Moi, je suis pour qu'on le laisse comme ça. Pour qu'on le restaure, ce film, qui n'est même pas très bon d'ailleurs (seul Guitry peut adapter du Guitry, question de rythme...), et qu'on puisse le voir quand ça nous chante. Histoire que ce racisme à la papa nous renvoie aussi, mine de rien, à certains progrès en la matière. Presque un siècle plus tard, alors que Michel Leeb est sans doute le dernier mauvais souvenir de cet humour-là, il semble qu'on soit passé à autre chose. 

Mais d'ici à ce qu'on voit un Noir président du Medef, ou une Présidente de la République homosexuelle, eh oh ! 

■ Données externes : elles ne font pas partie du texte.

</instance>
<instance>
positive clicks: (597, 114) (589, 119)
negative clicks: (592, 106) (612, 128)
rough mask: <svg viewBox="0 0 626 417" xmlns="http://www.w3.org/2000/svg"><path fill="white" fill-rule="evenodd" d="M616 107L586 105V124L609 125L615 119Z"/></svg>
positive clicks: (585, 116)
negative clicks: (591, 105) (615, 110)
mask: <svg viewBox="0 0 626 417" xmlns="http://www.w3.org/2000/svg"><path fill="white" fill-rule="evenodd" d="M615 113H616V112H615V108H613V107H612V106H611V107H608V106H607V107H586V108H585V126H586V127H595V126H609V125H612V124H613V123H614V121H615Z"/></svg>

N'effaçons rien du passé. Essayons de ne pas oublier que Kevin Spacey est génial dans USUAL USPECTS et ailleurs, que Richard Berry a toujours été un piètre comédien, Griffith un génie ET un fasciste élevé au sein du Sud ségrégationniste, Céline un écrivain génial ET un taré, et Henry Ford un fils de pute qui a posé les bases de l'exploitation humaine dans le monde moderne.

La cancel-culture est un piège: n'oublions rien.